Roving Reporter
By Ernie Pyle
WITH U.S. FORCES IN ALGERIA – The hardest fighting in the whole original North African occupations seems to have been here in Oran. Many of my friends whom I knew in England went through it, and they have told me all about it. Without exception, they admit they were scared stiff.
Don’t get the wrong idea from that. They kept going forward. But it was their first time under fire and, being human, they were frightened.
I asked an officer how the men manifested fright. He said, largely by just looking pitifully at each other and edging close together to have company in misery.
Now that the first phase is over, a new jubilance has come over the troops. There is a confidence and enthusiasm among them that didn’t exist in England, even though morale was high there. They were impatient to get started and get it over, and now that they’ve started and feel sort of like veterans, they are eager to sweep on through.
That first night of landing, when they came ashore in big steel motorized invasion barges, many funny things happened. One famous officer intended to drive right ashore in a jeep, but they let the folding end of the barge down too soon and the jeep drove off into eight feet of water. Other barges rammed ashore so hard the men jumped off without even getting their feet wet.
Ernie talks to Pittsburgher
It was moonlight, and the beach was deathly quiet. One small outfit I know didn’t hear a shot till long after daylight the next morning, but the moonlight and shadows and surprising peacefulness gave them the creeps, and all night, as they worked their way inland over the hills, nobody spoke above a whisper.
A friend of mine, Lt. Col. Ken Campbell, captured eight French soldiers with a pack of cigarettes. It was all accidental. He stumbled onto an Arab sleeping on the beach who told him there were soldiers in the building up the hill. Col. Campbell sneaked up, revolver in hand, and opened the door.
The soldiers were all asleep. With quick decision, he stuck the gun back in its holster, then woke the soldiers. They were very startled and confused. Col. Campbell speaks perfect French, so he passed around the cigarettes, chatted with the soldiers, told them they were captured, and after a bit marched them away.
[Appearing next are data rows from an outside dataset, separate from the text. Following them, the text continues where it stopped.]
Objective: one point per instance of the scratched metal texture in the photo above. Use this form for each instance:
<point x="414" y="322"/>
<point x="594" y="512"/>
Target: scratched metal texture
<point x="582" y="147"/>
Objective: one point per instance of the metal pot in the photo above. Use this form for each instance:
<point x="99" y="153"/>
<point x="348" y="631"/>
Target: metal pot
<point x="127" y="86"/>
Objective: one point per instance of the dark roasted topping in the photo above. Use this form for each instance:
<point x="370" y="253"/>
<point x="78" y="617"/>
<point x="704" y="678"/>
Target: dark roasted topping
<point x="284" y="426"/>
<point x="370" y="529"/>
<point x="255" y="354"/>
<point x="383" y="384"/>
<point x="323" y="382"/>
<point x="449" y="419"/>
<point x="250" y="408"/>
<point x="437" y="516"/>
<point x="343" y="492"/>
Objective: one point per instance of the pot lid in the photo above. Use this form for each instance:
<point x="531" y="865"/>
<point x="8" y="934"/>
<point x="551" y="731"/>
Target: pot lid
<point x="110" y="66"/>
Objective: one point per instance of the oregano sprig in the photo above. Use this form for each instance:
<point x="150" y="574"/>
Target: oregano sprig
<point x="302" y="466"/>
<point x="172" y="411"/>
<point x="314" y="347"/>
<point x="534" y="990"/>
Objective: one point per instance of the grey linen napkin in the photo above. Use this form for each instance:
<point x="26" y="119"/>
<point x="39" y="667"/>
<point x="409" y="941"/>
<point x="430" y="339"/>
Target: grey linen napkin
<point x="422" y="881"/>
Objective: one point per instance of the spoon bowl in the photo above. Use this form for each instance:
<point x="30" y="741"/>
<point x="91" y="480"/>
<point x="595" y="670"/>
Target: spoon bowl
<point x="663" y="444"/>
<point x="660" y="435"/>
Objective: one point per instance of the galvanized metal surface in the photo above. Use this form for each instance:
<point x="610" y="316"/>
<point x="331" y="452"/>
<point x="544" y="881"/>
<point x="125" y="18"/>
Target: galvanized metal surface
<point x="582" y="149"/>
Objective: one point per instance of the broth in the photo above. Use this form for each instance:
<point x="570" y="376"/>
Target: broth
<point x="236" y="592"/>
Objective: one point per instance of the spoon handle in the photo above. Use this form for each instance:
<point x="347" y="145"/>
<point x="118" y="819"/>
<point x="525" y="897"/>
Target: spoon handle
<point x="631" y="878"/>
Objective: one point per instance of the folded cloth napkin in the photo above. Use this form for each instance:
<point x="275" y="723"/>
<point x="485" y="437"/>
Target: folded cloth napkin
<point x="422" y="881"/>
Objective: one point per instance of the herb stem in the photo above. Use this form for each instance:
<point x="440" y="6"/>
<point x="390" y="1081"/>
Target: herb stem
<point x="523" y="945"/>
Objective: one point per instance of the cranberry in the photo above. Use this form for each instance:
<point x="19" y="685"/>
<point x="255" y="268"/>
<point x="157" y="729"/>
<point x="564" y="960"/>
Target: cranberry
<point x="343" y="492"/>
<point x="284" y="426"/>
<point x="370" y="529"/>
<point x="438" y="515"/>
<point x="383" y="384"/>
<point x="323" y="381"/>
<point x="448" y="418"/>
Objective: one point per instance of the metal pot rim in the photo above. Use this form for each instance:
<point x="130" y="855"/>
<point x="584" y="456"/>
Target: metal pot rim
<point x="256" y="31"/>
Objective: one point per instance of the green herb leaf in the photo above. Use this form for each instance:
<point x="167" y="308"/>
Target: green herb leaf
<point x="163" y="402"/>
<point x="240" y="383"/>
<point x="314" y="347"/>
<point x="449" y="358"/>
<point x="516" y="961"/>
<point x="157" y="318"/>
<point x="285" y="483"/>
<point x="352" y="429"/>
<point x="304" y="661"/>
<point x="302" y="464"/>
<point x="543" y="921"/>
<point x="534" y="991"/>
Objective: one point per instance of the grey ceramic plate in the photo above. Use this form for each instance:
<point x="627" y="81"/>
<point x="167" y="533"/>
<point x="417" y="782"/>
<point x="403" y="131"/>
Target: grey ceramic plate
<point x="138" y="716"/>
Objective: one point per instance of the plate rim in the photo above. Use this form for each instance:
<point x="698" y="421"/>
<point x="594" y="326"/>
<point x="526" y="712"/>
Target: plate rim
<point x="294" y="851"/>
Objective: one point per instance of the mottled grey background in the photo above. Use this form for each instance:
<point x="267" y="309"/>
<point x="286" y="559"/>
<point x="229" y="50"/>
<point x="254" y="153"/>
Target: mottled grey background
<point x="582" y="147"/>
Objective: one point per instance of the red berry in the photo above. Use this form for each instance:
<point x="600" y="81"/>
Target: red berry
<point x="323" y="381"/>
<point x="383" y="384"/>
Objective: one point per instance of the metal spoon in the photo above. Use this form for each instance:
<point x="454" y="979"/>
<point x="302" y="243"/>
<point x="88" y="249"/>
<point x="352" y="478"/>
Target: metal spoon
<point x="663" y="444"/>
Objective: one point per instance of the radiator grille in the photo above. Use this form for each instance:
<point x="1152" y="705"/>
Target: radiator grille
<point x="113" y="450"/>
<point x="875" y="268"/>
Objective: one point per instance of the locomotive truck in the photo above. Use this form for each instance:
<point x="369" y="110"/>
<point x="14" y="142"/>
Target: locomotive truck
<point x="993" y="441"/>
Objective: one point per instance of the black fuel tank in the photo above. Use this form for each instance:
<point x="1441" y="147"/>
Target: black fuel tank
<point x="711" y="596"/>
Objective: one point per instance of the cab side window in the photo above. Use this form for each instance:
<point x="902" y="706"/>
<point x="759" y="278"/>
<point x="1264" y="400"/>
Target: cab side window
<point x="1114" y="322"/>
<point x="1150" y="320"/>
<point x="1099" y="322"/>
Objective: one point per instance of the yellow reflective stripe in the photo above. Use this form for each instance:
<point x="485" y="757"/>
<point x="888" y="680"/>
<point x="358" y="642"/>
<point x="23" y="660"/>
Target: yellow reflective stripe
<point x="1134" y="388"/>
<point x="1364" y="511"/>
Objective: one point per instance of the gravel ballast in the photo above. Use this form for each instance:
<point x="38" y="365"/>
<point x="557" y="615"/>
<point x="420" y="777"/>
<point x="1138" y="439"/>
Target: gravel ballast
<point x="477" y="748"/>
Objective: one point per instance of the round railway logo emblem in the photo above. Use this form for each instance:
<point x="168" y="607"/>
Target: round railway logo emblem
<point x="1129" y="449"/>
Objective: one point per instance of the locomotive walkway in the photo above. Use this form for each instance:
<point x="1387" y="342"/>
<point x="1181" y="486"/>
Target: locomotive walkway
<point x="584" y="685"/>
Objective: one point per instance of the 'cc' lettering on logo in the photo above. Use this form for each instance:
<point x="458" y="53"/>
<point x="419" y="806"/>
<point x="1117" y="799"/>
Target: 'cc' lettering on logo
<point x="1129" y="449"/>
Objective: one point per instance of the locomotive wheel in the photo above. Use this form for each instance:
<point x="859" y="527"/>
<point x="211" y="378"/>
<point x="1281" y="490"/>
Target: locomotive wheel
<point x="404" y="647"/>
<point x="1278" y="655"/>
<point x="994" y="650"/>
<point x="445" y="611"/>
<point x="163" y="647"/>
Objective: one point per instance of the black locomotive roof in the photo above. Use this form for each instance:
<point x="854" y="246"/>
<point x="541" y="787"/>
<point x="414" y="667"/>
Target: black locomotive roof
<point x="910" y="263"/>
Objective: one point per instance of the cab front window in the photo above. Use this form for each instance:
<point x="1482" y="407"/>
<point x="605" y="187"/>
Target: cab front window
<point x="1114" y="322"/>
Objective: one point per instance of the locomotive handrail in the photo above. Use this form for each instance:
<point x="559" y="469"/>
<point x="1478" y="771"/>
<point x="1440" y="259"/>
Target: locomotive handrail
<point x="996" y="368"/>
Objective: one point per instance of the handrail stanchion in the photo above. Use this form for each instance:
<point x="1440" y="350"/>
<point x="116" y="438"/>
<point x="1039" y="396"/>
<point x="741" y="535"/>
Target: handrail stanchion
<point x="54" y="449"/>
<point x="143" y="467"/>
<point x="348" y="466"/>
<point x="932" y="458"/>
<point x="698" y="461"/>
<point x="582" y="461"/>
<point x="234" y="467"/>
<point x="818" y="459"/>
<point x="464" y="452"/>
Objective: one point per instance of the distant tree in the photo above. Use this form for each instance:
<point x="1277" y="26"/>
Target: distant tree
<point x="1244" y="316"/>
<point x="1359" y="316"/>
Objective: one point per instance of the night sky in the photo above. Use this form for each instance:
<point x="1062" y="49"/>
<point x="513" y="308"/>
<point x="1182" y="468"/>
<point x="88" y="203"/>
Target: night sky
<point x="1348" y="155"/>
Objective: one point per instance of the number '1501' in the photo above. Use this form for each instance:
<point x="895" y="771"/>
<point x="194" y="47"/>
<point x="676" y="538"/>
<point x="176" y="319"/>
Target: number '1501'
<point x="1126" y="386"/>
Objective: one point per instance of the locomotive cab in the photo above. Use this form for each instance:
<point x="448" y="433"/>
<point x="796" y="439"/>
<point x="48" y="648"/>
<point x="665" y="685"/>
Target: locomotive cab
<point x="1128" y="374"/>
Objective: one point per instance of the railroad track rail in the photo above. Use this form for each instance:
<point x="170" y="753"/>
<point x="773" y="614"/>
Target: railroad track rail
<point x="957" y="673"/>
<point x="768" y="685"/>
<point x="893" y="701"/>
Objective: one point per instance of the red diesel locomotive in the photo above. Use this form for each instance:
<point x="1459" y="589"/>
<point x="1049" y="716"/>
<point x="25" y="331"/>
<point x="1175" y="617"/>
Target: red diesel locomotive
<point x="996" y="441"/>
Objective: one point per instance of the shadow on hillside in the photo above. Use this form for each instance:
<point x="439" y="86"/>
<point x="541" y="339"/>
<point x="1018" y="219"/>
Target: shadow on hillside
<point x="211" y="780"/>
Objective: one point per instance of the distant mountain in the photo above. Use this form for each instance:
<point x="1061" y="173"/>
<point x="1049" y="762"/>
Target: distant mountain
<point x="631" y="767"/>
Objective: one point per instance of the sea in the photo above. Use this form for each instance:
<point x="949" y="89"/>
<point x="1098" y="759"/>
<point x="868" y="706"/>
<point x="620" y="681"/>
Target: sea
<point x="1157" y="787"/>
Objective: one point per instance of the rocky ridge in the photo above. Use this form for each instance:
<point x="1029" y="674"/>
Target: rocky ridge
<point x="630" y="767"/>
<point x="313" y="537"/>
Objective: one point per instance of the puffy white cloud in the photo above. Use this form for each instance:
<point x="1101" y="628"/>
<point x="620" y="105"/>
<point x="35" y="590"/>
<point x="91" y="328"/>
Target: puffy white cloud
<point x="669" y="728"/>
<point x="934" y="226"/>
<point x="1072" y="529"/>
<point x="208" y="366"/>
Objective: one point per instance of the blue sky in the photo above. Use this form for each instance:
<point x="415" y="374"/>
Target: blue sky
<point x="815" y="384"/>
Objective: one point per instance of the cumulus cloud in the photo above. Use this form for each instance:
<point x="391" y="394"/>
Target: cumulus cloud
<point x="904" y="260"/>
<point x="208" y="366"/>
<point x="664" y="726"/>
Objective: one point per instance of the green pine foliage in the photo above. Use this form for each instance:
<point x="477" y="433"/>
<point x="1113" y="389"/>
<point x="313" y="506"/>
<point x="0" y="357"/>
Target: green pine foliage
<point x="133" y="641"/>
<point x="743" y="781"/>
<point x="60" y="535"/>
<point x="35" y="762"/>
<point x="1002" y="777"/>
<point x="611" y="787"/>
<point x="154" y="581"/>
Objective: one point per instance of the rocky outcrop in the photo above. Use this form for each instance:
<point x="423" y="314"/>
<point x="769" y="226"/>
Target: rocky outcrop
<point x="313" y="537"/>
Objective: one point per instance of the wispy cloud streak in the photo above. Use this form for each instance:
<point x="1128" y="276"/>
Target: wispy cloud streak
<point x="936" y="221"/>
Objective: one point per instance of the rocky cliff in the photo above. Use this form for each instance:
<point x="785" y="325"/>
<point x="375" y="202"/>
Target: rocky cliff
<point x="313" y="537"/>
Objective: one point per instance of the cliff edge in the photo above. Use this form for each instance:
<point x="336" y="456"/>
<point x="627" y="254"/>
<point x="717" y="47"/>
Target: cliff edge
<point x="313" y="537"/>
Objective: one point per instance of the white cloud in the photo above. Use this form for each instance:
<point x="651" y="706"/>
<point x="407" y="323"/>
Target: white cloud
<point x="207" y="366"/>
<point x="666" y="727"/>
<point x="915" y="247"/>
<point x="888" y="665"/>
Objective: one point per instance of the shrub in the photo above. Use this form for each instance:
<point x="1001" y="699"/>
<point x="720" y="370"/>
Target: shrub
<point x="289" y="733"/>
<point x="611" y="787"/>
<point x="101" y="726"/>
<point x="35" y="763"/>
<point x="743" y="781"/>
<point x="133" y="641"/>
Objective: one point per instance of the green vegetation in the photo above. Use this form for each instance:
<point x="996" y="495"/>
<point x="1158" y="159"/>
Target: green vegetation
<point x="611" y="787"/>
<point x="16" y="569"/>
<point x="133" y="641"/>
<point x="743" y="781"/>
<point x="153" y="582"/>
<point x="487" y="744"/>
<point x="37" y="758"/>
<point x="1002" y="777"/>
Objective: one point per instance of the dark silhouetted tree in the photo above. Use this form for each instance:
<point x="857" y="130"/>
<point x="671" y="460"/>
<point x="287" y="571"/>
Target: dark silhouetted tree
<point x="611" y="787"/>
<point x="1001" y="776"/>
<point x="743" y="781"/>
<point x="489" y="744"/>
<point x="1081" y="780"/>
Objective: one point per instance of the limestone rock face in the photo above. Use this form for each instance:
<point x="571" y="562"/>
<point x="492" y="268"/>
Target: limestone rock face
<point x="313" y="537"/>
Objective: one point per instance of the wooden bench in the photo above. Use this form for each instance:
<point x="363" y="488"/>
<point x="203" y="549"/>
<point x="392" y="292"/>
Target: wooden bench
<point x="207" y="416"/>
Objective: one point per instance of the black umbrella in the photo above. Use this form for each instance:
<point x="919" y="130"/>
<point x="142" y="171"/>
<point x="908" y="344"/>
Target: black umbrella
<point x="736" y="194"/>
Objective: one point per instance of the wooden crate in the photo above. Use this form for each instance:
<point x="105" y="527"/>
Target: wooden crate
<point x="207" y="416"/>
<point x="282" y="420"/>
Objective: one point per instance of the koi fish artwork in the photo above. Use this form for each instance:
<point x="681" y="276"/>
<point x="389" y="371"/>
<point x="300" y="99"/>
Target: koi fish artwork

Staff Sgt. Chuck Conick from Pittsburgh, telling me how the soldiers felt during that first advance, says everybody was scared but didn’t talk about that in the rest periods between advances. He says they mainly wondered what the papers at home were saying about the battle. Time after time, he heard the boys say, “If my folks could see me now!”
Staff Sgt. Conick, 25, is the son of Mr. and Mrs. M. C. Conick, of 1011 Portland St., East End. He is a graduate of the University of Pittsburgh Law School and was admitted to the bar shortly before he enlisted in the Army on January 15, 1942. As an undergraduate, he was a member of the Pitt hockey team and a skiing enthusiast.
French 75s uncannily accurate
All through the advance, the troops were followed in almost comic-opera fashion by hordes of Arab children, who would crowd around the guns until they were actually in the way. Soldiers tell me the Arabs were very calm and quiet and there was a fine dignity about even the most ragged.
Our men couldn’t resist the sad and emaciated little faces of the children, and that was when they started giving their rations away.
It got hot in the daytime, so hot that the advancing soldiers kept stripping and abandoning their clothes until some were down to undershirts, but at night it turned sharply chilly and they wished they hadn’t.
French resistance seems to have run the scale all the way from eager cooperation clear up to bitter fighting to the death. In most sectors, the French seemed to fire only when fired on. It has been established now that many French troops had only three bullets for their rifles, but in other places, 75mm guns did devastating work.
Our oldsters say they didn’t mind machine-gun and rifle fire so much, but it was the awful noise and uncanny accuracy of the 75s that made their hearts stand still.
The men who went through it have memories forever. Many say that, most of all, they remember little things of beauty like the hills shadowed in moonlight and the eerie peacefulness of the beach when they landed.